CEP-45: Incremental repair for mutation tracking by aweisberg · Pull Request #4696 · apache/cassandra

aweisberg · 2026-03-27T19:59:39Z

No description provided.

maedhroz · 2026-03-31T19:34:36Z

+        for (Shard shard : overlappingShards)
+        {
+            ShardSyncState state = new ShardSyncState(shard, liveHostIds);
+            shardStates.put(shard.range, state);


Trying to reason about the thread safety of shardStates here...

The assignment is clearly visible after the CAS above, but are the iterations inside the callbacks later guaranteed to see the results of the put()s here?

Register sync coordinator is a write barrier because it does a put in a ConcurrentHashMap? So any prior writes will be visible? As long shardStates is effectively immutable after that particular map should be OK.

This could be an ImmutableMap which might make it a little clearer so I'll make that change.

maedhroz · 2026-04-01T04:17:28Z

+            finally
+            {
+                if (!allSucceeded)
+                    syncCoordinator.cancel();


What happens if the try block above produces InterruptedException? Do we need to cancel the rest of the sync coordinators (that hadn't been processed yet)?

We should clean them up just so they don't have to wait for their timeout to elapse to clean up. I'll rework the exception handling here to catch Exception instead of RuntimeException.

maedhroz · 2026-04-01T04:38:47Z

-            CLUSTER.get(1).nodetoolResult("repair", specification.keyspaceName()).asserts().success();
+            // Background reconciliation doesn't exist/work so incremental repair just hangs waiting for reconciliation that never occurs
+            if (specification.replicationType.isTracked())
+                CLUSTER.get(1).nodetoolResult("repair", "-full", specification.keyspaceName()).asserts().success();


Should an incremental repair request succeed after a successful full repair? It tried this, and it appears to hang, but I'm not sure why yet...

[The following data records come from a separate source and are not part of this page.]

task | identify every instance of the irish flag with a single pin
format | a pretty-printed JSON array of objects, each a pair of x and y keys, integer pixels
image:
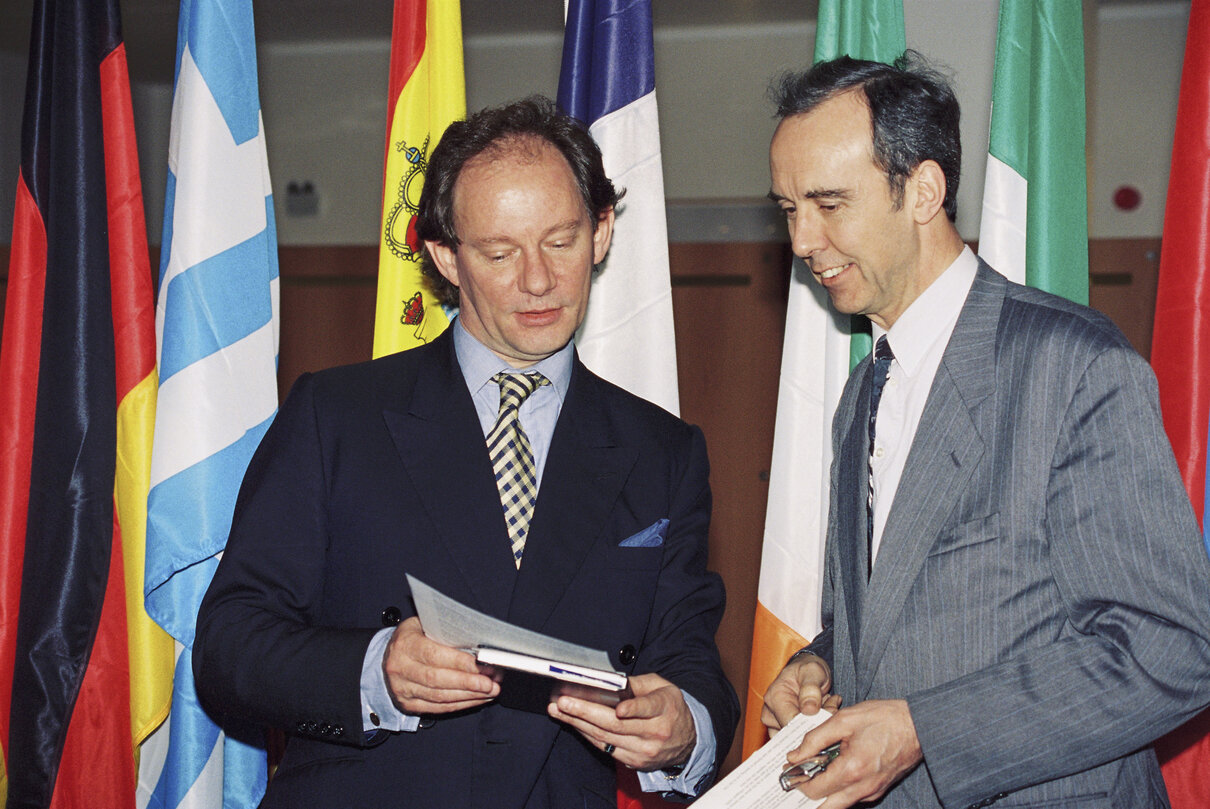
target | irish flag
[
  {"x": 426, "y": 92},
  {"x": 1035, "y": 213}
]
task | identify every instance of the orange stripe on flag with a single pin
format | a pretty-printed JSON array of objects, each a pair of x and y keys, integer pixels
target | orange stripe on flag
[{"x": 773, "y": 642}]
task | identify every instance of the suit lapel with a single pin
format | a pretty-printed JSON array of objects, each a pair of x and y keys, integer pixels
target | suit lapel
[
  {"x": 441, "y": 445},
  {"x": 944, "y": 454},
  {"x": 585, "y": 472}
]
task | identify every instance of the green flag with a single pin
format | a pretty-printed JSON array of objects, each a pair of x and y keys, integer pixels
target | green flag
[
  {"x": 866, "y": 29},
  {"x": 1035, "y": 213}
]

"node1_Repair#4:1" #270 daemon prio=5 os_prio=31 cpu=0.08ms elapsed=92.27s tid=0x000000013de75200 nid=0x2530b waiting on condition [0x000000036944a000] java.lang.Thread.State: TIMED_WAITING (parking) at jdk.internal.misc.Unsafe.park(java.base@11.0.19/Native Method) at java.util.concurrent.locks.LockSupport.parkNanos(java.base@11.0.19/LockSupport.java:357) at org.apache.cassandra.utils.concurrent.AsyncFuture.awaitUntil(AsyncFuture.java:221) at org.apache.cassandra.utils.concurrent.Awaitable$Defaults.await(Awaitable.java:114) at org.apache.cassandra.utils.concurrent.AbstractFuture.await(AbstractFuture.java:482) at org.apache.cassandra.utils.concurrent.AbstractFuture.get(AbstractFuture.java:252) at org.apache.cassandra.replication.MutationTrackingSyncCoordinator.awaitCompletion(MutationTrackingSyncCoordinator.java:351) at org.apache.cassandra.repair.MutationTrackingIncrementalRepairTask.waitForSyncCompletion(MutationTrackingIncrementalRepairTask.java:127)

Anyway, I think the lack of background reconciliation still means that this won't work. The transfer IDs are only there to make sure read reconciliation works.

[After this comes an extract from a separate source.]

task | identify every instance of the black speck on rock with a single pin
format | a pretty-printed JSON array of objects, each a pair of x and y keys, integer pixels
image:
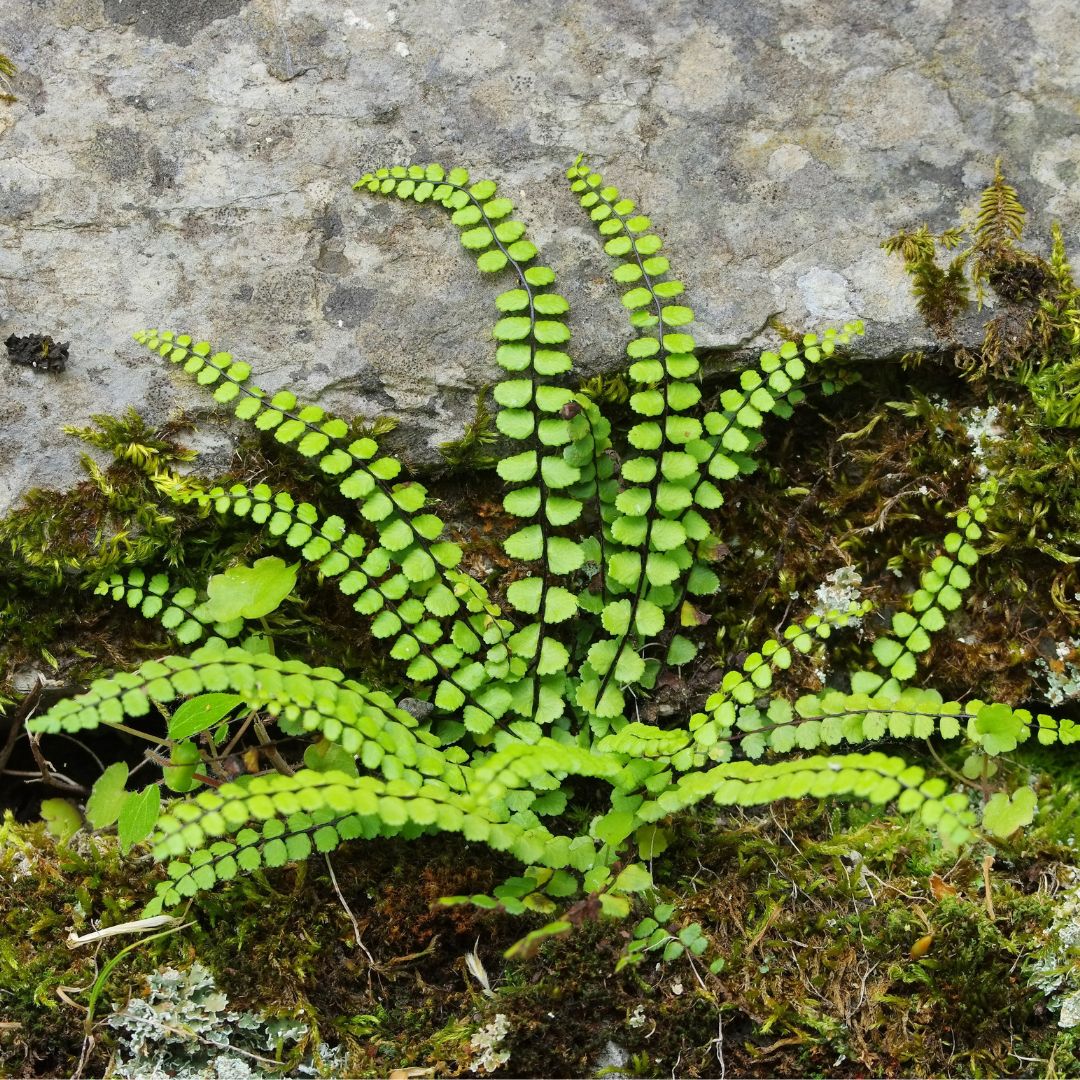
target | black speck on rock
[{"x": 39, "y": 351}]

I misunderstood the test. I don't think IR should hang in this test because we aren't relying on background reconciliation. There aren't any down nodes at all.

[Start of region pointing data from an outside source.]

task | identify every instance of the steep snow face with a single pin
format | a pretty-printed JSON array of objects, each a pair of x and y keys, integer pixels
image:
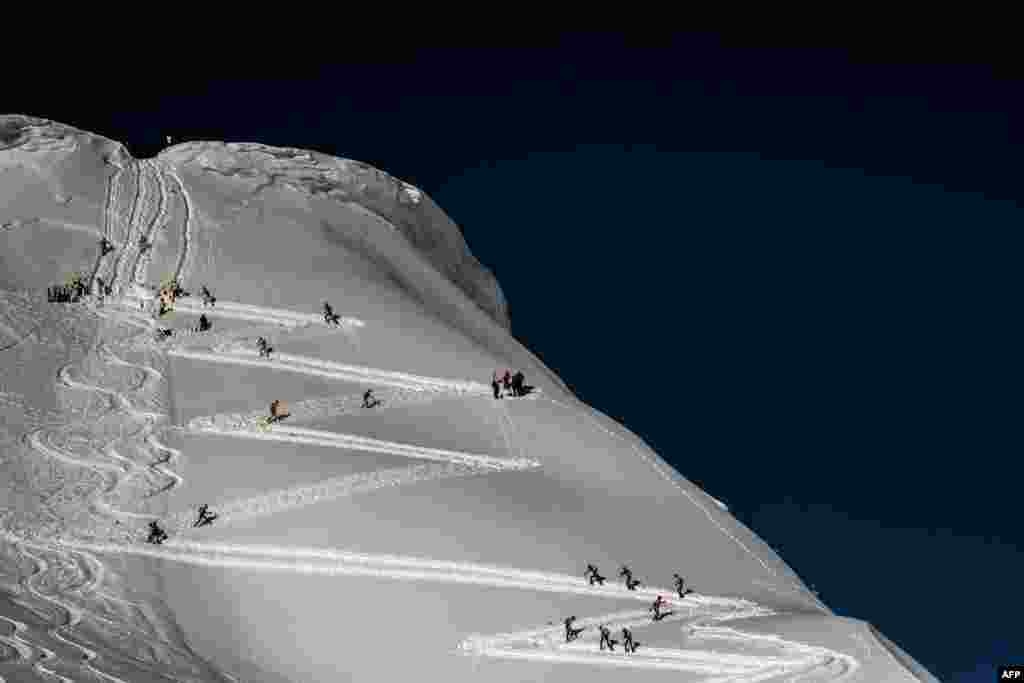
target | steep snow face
[
  {"x": 400, "y": 206},
  {"x": 391, "y": 507}
]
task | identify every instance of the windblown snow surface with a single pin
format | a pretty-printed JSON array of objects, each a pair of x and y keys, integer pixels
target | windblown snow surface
[{"x": 439, "y": 536}]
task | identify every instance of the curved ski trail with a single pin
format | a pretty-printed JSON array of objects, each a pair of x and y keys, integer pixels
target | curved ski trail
[{"x": 284, "y": 432}]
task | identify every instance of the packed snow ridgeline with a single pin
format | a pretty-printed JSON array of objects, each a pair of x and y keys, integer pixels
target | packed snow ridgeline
[{"x": 137, "y": 464}]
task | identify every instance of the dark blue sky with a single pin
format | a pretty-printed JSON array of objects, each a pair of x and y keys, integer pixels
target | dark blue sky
[{"x": 794, "y": 272}]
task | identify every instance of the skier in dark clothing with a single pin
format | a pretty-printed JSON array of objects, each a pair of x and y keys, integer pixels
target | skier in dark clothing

Ah right now I remember. So the test inserts data using executeInternal which gives the mutation and id and applys it locally correclty, but because it's only applied locally it never propagates because there is no background reconciliation.

Mutations applied via execute/StorageProxy are given to ActiveLogReconciler which is basically in-memory hinted handoff for mutation tracking.

So this is working as intended for now in that we need to use full repair here instead of IR since IR can't complete until background reconciliation is done.

maedhroz · 2026-04-01T19:36:47Z

+    public int hashCode()
+    {
+        return Objects.hash(desc, offsetsByShard);
+    }


nit: Do we ever actually put MutationTrackingSyncResponse in a collection?

I'll remove hashCode and equals. I ran the tests and I don't think they get used anymore.

It's needed for RepairMessageSerializationsTest

maedhroz · 2026-04-01T19:38:38Z

+        {
+            logger.warn("Mutation tracking sync failed for keyspace {}", keyspace, error);
+            resultPromise.tryFailure(error);
+            return;